I have always been drawn to signage, especially road signs and billboards, images and words jutting out of the passing landscape. Ignoring their specific messages, the signs became symbolic of the general link they create between the physical world and the invisible world of language and concept, metaphors for metaphor. This project became about severing that link, subverting the purpose of the signs, looking at them in a way that hides their intended message and makes them only objects, signifiers without their signified, monuments of absence. From behind we see the signs as things in themselves; their abstract message replaced by form.

The photographs are largely taken over several cross-country road trips. Spending weeks alone on the road, I became very interested in the process of my project: the idea of trying so hard to get to the wrong side of something, traveling so far and looking so hard for an absence or lack of something. I liked very much the idea of taking meaning away from the scene in front of me instead of trying to bring some outside meaning to it. I was of course, also looking for something, an aesthetic presence; taking away meaning while creating it.

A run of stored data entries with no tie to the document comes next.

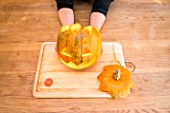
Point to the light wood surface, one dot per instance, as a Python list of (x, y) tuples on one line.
[(141, 26), (69, 83)]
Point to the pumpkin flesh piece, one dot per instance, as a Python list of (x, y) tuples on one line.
[(116, 88), (81, 45)]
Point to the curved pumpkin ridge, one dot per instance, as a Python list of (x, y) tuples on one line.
[(116, 88)]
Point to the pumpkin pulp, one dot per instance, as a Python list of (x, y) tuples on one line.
[(78, 47)]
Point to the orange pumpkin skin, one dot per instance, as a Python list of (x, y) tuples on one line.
[(77, 47), (116, 88)]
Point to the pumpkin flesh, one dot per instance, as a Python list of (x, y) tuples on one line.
[(77, 47), (116, 88)]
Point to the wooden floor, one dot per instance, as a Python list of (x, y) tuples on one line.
[(141, 26)]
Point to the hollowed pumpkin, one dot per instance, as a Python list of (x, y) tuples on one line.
[(78, 47)]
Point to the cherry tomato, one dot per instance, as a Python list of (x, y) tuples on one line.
[(48, 82)]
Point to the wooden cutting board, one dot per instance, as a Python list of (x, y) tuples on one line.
[(69, 83)]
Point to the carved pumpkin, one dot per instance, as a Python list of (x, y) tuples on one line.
[(116, 80), (78, 47)]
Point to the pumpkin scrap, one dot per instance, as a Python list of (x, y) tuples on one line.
[(116, 80)]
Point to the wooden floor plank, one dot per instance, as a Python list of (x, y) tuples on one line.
[(142, 27)]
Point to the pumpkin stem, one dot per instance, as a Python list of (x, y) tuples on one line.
[(117, 74)]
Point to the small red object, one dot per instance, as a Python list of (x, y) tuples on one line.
[(48, 82)]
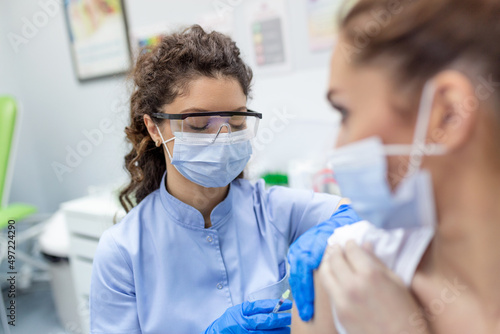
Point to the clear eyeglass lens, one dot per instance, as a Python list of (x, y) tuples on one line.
[(212, 124)]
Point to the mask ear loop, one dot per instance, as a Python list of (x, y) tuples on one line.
[(164, 142)]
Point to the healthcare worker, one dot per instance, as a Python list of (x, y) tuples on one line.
[(418, 154), (201, 249)]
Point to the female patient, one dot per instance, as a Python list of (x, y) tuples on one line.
[(416, 79), (199, 239)]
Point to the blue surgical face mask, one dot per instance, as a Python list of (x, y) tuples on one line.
[(208, 164), (362, 174)]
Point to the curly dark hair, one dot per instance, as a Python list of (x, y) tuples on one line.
[(159, 76)]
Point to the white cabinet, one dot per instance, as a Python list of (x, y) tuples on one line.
[(87, 218)]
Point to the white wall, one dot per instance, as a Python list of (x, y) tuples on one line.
[(58, 109)]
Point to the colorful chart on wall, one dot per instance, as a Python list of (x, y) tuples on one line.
[(147, 37), (98, 37), (322, 23), (267, 21)]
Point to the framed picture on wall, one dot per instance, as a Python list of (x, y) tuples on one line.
[(98, 37)]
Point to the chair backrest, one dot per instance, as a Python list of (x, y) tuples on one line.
[(8, 115)]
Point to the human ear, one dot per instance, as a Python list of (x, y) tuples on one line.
[(454, 111)]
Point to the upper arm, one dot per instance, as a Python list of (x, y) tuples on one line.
[(294, 211), (322, 322), (113, 307)]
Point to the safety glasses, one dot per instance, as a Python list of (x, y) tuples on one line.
[(213, 126)]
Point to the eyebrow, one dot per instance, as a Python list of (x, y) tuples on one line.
[(190, 110)]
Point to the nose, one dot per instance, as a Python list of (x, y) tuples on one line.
[(224, 128)]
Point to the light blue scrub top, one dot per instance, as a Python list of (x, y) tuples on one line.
[(161, 271)]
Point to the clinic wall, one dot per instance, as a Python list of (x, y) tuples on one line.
[(59, 112)]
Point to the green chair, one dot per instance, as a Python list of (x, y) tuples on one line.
[(8, 117), (16, 211)]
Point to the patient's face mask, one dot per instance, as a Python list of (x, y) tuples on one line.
[(361, 171), (207, 161)]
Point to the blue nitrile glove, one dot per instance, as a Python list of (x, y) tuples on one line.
[(305, 256), (253, 317)]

From behind the signs, there is a simultaneous feel of presence and absence and the play between the two is what I came to enjoy most about this work.

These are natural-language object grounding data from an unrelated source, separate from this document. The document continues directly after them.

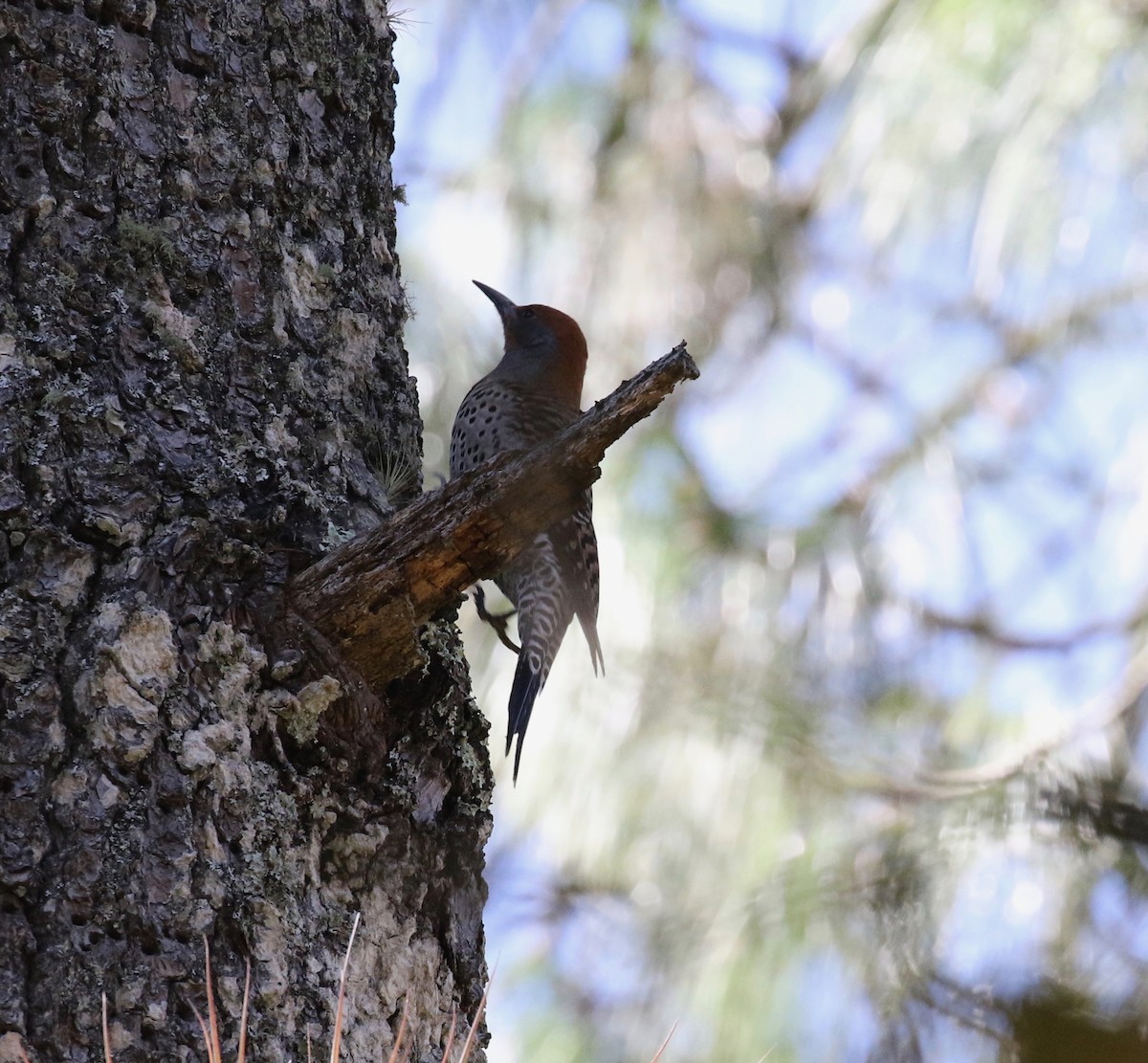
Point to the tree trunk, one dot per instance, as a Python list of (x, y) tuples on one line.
[(204, 389)]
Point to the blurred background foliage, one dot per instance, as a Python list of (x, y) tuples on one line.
[(865, 779)]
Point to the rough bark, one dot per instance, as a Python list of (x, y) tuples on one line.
[(367, 597), (202, 390)]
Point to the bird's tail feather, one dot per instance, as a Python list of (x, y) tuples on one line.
[(528, 679), (590, 631)]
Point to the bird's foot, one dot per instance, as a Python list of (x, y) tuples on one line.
[(497, 620)]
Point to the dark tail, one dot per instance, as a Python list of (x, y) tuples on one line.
[(528, 681)]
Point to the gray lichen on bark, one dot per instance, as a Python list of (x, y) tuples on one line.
[(200, 365)]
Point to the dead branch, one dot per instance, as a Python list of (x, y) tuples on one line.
[(370, 597)]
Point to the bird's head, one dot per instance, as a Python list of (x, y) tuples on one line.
[(545, 348)]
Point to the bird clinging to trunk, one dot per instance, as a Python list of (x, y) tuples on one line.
[(532, 395)]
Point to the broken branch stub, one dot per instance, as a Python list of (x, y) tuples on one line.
[(370, 596)]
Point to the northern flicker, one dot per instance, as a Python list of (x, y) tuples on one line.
[(533, 394)]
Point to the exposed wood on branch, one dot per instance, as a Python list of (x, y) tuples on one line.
[(370, 597)]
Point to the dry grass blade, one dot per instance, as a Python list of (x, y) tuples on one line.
[(207, 1035), (657, 1055), (451, 1035), (402, 1031), (215, 1050), (242, 1018), (107, 1035), (337, 1038), (474, 1032)]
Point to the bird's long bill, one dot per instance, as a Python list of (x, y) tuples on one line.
[(502, 304)]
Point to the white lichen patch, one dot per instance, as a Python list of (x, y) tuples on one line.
[(130, 679), (146, 653), (129, 723), (360, 335), (204, 746), (238, 664), (69, 580), (165, 315), (301, 712), (279, 437), (309, 285)]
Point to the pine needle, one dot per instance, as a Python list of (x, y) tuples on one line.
[(472, 1034), (657, 1055)]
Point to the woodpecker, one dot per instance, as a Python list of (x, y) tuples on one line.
[(532, 395)]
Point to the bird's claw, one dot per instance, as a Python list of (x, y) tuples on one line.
[(497, 620)]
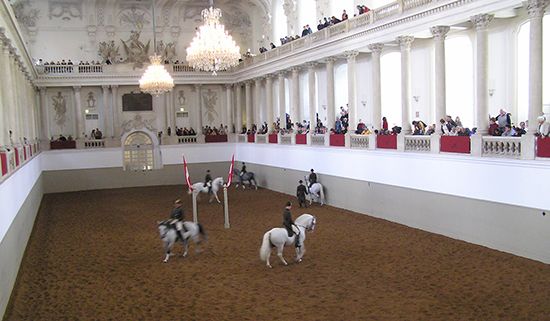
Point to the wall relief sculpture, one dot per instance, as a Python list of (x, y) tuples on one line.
[(210, 99), (136, 51), (66, 9), (108, 51), (60, 108)]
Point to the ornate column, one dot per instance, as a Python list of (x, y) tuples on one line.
[(78, 113), (269, 100), (107, 121), (115, 111), (481, 22), (440, 33), (257, 102), (312, 98), (352, 88), (239, 109), (226, 116), (44, 115), (198, 130), (282, 100), (535, 9), (295, 101), (331, 104), (376, 49), (405, 46), (248, 104)]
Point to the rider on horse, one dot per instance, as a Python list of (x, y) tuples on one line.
[(176, 219), (301, 192), (243, 170), (208, 181), (312, 178), (288, 222)]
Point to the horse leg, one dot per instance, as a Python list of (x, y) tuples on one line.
[(280, 254)]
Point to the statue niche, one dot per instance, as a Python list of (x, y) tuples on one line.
[(136, 51)]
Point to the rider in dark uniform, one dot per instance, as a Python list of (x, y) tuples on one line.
[(243, 170), (312, 178), (288, 222), (208, 181), (176, 218), (301, 192)]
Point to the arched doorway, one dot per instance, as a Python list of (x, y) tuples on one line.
[(138, 152)]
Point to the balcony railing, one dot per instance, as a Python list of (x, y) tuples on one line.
[(495, 146)]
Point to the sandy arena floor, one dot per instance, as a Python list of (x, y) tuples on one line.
[(97, 256)]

There is something very photographic about this presence of absence and about creating meaning through taking meaning away. A photograph gives us a feeling of presence, because it is a record of a thing that has been and has a real relationship to it. But, it also gives us one of absence or distance, because that moment is gone and the precise thing exists only in the photograph. There is also something inherently subtractive about the medium – the image is given a frame and the moment is frozen, picked out from the flux of the world in front of the camera. It is of course also creative, information is taken away but what is left takes on a new meaning.

A photograph, somewhat like a sign, creates a link between the physical world and an imaginative, metaphoric one. More like the backs of signs than the fronts, the meaning of my photographs is somewhat ambiguous and left to the viewer, they are intended to stand alone outside of any conceptual framework, as the signs become only objects and find a place in the landscape.

Bio:
Duncan Oja was born in West Virginia and raised in Northern California. He received his B.A. in photography from Bard College in 2011. Since graduating, Duncan has exhibited throughout New York City, and in the upstate area where he lives and works. He has two upcoming solo shows in 2013, one with Sawkille co. in Rhinebeck, NY, and one in ARC Gallery in Chicago, IL.

Duncan’s work focuses on the American landscape and the culture of interstate travel. His photographs are often about people, but rarely of them. He is more interested in the structures that we create, inhabit, and leave behind. His work often returns to a feeling of simultaneous presence and absence.